Whether beautiful or creepy, colorful or camouflaged, living in the soil or fluttering across the sky, insects in all their variety are intriguing subjects for artists and illustrators. Join Virge Kask, Scientific Illustrator, for the Museum’s scientific illustration workshop. Look closely at a variety of insects using microscopes, and the naked eye, to examine their anatomy in detail. Ms. Kask will teach the best techniques for conveying the essence of these captivating creatures using pencil and paper, and provide tips for drawing from mounts and live subjects. You will receive a folder with information about scientific illustration and supplies for making your illustrations in the classroom.

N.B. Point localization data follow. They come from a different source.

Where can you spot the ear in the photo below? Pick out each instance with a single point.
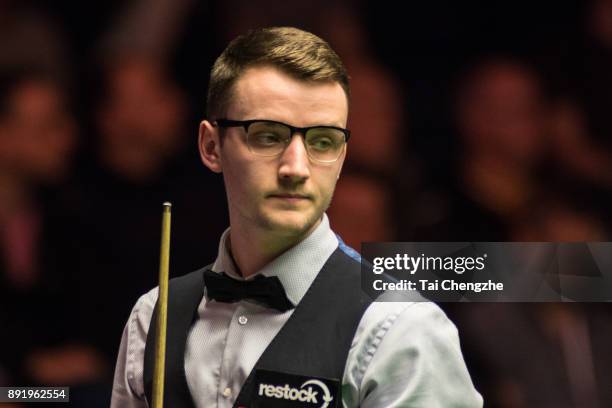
(210, 146)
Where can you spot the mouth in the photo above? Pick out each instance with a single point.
(289, 197)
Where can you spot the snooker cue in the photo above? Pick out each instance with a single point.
(162, 311)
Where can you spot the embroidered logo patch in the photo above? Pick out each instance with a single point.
(276, 389)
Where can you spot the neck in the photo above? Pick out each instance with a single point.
(254, 248)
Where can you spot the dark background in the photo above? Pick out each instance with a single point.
(471, 122)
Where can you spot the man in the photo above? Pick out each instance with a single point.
(299, 331)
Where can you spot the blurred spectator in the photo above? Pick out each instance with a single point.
(500, 121)
(37, 139)
(137, 163)
(30, 38)
(376, 115)
(362, 208)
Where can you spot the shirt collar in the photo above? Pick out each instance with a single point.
(296, 268)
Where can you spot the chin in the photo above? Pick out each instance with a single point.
(291, 223)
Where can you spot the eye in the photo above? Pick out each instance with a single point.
(321, 143)
(266, 139)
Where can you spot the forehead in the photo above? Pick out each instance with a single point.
(265, 92)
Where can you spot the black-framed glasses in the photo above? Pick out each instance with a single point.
(323, 144)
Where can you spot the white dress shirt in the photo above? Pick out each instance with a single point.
(403, 354)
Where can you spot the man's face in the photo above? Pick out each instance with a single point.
(284, 195)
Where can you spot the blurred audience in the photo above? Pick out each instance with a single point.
(137, 162)
(37, 139)
(80, 219)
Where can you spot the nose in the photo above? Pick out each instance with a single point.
(294, 162)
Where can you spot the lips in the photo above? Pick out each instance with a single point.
(289, 196)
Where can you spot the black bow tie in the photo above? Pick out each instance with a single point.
(264, 289)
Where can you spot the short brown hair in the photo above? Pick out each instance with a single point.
(300, 54)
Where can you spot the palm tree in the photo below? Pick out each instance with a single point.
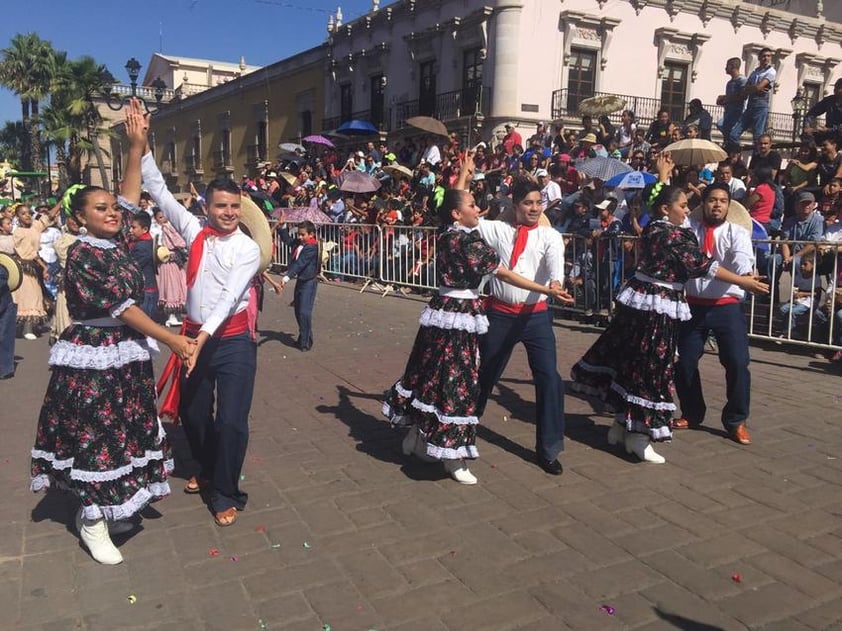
(72, 121)
(26, 69)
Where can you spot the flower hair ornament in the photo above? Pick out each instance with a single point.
(67, 199)
(653, 194)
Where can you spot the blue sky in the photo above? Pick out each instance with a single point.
(112, 31)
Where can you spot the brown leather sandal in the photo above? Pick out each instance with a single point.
(226, 517)
(193, 486)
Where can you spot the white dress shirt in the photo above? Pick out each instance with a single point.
(542, 259)
(733, 250)
(228, 263)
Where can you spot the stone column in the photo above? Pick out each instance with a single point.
(506, 54)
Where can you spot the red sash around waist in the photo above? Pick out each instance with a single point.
(521, 308)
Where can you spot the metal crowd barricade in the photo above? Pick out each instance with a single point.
(403, 259)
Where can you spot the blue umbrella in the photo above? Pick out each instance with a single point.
(633, 179)
(357, 127)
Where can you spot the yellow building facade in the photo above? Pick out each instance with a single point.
(229, 129)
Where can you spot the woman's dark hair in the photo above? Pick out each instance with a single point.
(78, 198)
(522, 187)
(812, 150)
(716, 186)
(667, 196)
(453, 198)
(763, 175)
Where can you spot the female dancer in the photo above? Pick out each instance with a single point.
(437, 394)
(631, 364)
(29, 297)
(98, 431)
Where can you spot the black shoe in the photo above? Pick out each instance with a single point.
(553, 467)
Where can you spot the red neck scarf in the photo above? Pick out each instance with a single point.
(520, 243)
(197, 249)
(708, 244)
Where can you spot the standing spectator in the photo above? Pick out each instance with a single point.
(511, 139)
(625, 132)
(733, 101)
(759, 86)
(765, 156)
(700, 117)
(831, 107)
(660, 130)
(737, 188)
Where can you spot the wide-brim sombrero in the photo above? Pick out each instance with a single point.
(13, 267)
(253, 222)
(737, 214)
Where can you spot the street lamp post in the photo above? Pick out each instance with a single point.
(799, 104)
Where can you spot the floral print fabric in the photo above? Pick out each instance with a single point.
(631, 364)
(440, 385)
(98, 431)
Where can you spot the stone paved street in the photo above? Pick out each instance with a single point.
(342, 530)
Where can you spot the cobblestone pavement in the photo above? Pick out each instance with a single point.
(343, 531)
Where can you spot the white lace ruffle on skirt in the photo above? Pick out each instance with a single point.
(451, 320)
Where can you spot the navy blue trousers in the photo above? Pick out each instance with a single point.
(728, 325)
(8, 327)
(304, 299)
(224, 375)
(535, 332)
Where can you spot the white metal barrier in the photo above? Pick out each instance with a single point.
(803, 309)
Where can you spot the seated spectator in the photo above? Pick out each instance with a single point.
(800, 173)
(724, 174)
(830, 161)
(659, 131)
(806, 292)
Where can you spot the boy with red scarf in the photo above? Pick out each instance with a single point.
(141, 247)
(305, 267)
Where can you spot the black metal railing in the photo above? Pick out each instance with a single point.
(448, 106)
(565, 105)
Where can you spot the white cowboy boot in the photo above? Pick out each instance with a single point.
(119, 527)
(94, 534)
(459, 471)
(639, 445)
(616, 434)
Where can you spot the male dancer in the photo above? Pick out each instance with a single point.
(519, 316)
(222, 263)
(715, 307)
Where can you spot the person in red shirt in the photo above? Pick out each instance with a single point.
(511, 139)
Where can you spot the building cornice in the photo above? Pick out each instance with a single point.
(740, 14)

Ancient Human Evolution During the Late Middle Pleistocene in Armenia
Dr. Daniel Adler, Department of Anthropology, UConn
Sunday, December 6, 1 pm – Connecticut State Museum of Natural History, UConn Storrs

The Late Middle Pleistocene (130,000–425,000 years ago) was a period of profound biological and behavioral change among our species, Homo sapiens, in Africa and our close cousins the Neanderthals in Eurasia. These biological changes were accompanied by important changes in stone tool technology, most notably the gradual replacement of large cutting tools and hand axes by tools produced by a new flaking method. During 2008 and 2009, Dr. Adler and his team excavated over 3,000 artifacts produced by both methods. Their results are significant because they support the idea that changes in human technology resulted from a common technological ancestry rather than the expansion from Africa of a particular human species armed with a new innovative technology.


Connecticut’s Earliest European Settlers
Dr. Brian Jones, State Archaeologist, Museum of Natural History, UConn
Saturday, December 12, 3 pm – Connecticut State Museum of Natural History, UConn Storrs

At a number of archeological digs this past summer, archaeologists unearthed clues about Connecticut’s colonial past. Join Dr. Brian Jones, Connecticut’s State Archaeologist who led these excavations, and discover what these recent archaeological explorations in Windsor and Glastonbury tell us about Connecticut’s earliest European settlers.

Kids Drop-In Activity: Make a Bird Feeder!
David Colberg, Museum of Natural History, UConn
Saturday, December 19, 10 am to 12 noon – Connecticut State Museum
of Natural History, UConn Storrs

Making a bird feeder is a fun way to learn about the birds around your home. With common household items, such as water bottles, milk jugs, cardboard rolls, and a little imagination, you can create a fantastic birdfeeder for your backyard. Once hung, get out your binoculars and enjoy the show! Drop in anytime between 10 am and 12 noon to join in this fun hands-on activity. Students entering grades 1 through 5, accompanied by an adult.